Properly understood, the song of Mary is not about her at all.  She is simply the instrument that God uses to bring His Son into the world.  This is the great and mighty wonder at the heart of Christmas.  The Lord of the universe, the Word through whom all things were made, has a mother!  The infinite Almighty Son of God takes up residence in the finite confines of a mother’s womb. 

Jesus could have appeared suddenly out of nowhere, I suppose, as a fully grown man, much as the gods of the Greek myths were said to appear.  God can dwell among us any way He chooses.  But then there would be doubts: Is He fully human, or does He just appear to be that way?  Had not Jesus had a human mother we would forever doubt His humanity.  And then we would question whether He is our substitute under the Law, whether His death actually atones for our sin.

Had Jesus shown up as a 30-year-old man, He would have sidestepped some of the most difficult and painful parts of our human existence—the trauma of birth, the helplessness of infancy, the bumps and bruises of toddlerhood, the awkwardness of adolescence.  He would not have known what it’s like to be utterly dependent on father and mother and to live obediently under them. 

It had to be this way, for Jesus to literally be the Savior of all.  His human nature embraces all of our humanity, from the tiniest cluster of fetal cells in Mary’s womb to the dying breath of the Man on the cross.  Jesus embraces the fullness of our humanity with the fullness of His divinity.  God is Man and Man is God.  File that away for another week or so because that is true reason for the season.

But in the meanwhile, we’re still in Advent.  Like pregnant Mary, we are expectantly looking for the coming of the Lord.  And to help us properly prepare and focus we have Mary’s song of salvation, her Magnificat to the Lord who had done great things for her.  The Holy Spirit, by whom she conceived the Savior, put this song in Mary’s heart and upon her lips for your blessing and mine.

Her song begins: “My soul magnifies the Lord, and my spirit rejoices in God my Savior.”  Mary’s focus is on her Lord.  I find it fascinating that little is mentioned of Mary in the Gospels—virtually nothing at all after Jesus’ childhood, except for the wedding at Cana, the time when she thought her Son had lost His mind, and then at the cross.  Mary would not be pleased by all the attention that is given to her.  She magnifies the Lord, and would have us do the same. 

“All generations will call me blessed,” she says.  And so we do.  We bless her when we sing the song she sang, as we do at every Vespers.  We bless her for the mighty things God has done through her.  We bless her that God chose such a wonderful way to make His appearance in our world. 
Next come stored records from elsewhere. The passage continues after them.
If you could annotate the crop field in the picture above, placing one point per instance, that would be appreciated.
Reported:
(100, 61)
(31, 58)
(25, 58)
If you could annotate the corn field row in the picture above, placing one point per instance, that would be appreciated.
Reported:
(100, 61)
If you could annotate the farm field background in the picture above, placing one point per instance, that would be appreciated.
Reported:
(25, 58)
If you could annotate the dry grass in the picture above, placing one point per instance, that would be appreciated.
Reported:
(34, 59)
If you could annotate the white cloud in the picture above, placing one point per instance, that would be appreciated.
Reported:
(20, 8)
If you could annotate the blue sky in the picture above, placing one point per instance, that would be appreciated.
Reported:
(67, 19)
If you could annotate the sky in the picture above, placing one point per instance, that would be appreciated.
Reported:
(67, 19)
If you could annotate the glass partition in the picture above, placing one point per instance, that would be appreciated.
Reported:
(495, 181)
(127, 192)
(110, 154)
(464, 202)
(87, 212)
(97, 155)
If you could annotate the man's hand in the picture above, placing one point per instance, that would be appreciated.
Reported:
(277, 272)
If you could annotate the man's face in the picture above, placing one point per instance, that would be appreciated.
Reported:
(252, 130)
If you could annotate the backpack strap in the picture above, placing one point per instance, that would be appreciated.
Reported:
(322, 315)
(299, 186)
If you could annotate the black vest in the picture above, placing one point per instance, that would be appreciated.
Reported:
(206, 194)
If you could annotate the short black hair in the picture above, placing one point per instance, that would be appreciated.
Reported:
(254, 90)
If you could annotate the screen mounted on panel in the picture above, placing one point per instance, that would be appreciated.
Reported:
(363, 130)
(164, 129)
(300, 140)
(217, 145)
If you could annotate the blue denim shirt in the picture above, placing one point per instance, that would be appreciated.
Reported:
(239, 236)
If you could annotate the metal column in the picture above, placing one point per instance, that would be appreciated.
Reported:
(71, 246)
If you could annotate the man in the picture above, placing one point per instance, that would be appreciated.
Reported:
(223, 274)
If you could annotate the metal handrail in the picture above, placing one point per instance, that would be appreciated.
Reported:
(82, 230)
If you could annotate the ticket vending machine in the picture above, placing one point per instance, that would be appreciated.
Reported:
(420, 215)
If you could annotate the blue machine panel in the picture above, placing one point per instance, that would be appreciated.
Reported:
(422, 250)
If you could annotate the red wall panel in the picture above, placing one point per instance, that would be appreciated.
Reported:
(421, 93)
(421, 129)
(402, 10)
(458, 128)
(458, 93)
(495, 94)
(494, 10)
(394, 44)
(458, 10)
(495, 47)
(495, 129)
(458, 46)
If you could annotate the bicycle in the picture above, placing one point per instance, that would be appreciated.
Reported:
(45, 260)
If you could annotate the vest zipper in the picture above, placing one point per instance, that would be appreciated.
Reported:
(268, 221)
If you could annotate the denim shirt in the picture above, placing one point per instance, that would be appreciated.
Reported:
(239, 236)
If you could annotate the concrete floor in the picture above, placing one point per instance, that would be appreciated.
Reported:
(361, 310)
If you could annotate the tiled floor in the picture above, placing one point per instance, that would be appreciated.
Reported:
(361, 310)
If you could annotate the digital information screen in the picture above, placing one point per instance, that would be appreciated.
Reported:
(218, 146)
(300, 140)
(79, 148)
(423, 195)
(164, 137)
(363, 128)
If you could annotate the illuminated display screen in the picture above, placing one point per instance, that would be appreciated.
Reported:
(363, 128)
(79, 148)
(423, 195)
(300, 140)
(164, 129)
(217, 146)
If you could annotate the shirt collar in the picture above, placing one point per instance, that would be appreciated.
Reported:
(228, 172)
We bless Mary for her servanthood, for her faith that said “yes,” that bowed humbly before the Word of God even when it didn’t make sense, and said, “Let it be to me according to your word.”  We bless her because she is the mother of our Lord.  If we lose Mary, we lose the Incarnation of the Son of God, for the One whom we call both Lord and God has a mother, just as you and I have mothers.

We bless Mary because she stands at the end of a long line of blessed and chosen mothers, from Eve, to Sarah, Rebecca, Leah, Tamar, Rahab, and Ruth, down the line through all the mothers of Israel, who carried the Promised Seed from one generation to the next, until the fullness of time came, when God sent forth His Son, born of a woman, born under Law, to redeem those under the Law.

We bless Mary, but we must not worship her.  She would be offended and irritated by such misguided adoration.  Her name is not holy.  She did not earn her honor as the mother of our Lord; it was given to her.  God’s name is holy.  The Child whom she carried, who bears the name of God in human flesh, the Child whose name Jesus means “Yahweh is salvation,” His name is holy.

With her song, Mary also teaches us the proper fear of the Lord: “His mercy is on those who fear Him, from generation to generation.”  What does fear have to do with Christmas?  Jesus in a manger is safe, cute, cuddly—there is nothing to fear there.  The shepherds were afraid of the angels, not the baby. 

But don’t be deceived by His humble state.  Even in the womb, this Child has the power to create and destroy.  He is the arm of God extended to us, the arm that can kill and make alive, that throws down and picks up.  He scatters the proud in their arrogance.  He brings down rulers from their thrones.    

Just think of the sight of Saddam Hussein being pulled out of his spider hole eight years ago yesterday—all scruffy and unshaven and dirty.  This once proud and boastful king of modern Babylon didn’t learn very well from his ancient predecessor, Nebuchadnezzar.  It never goes well for any king or president, who arrogantly boasts of his accomplishments as though he were the driving force.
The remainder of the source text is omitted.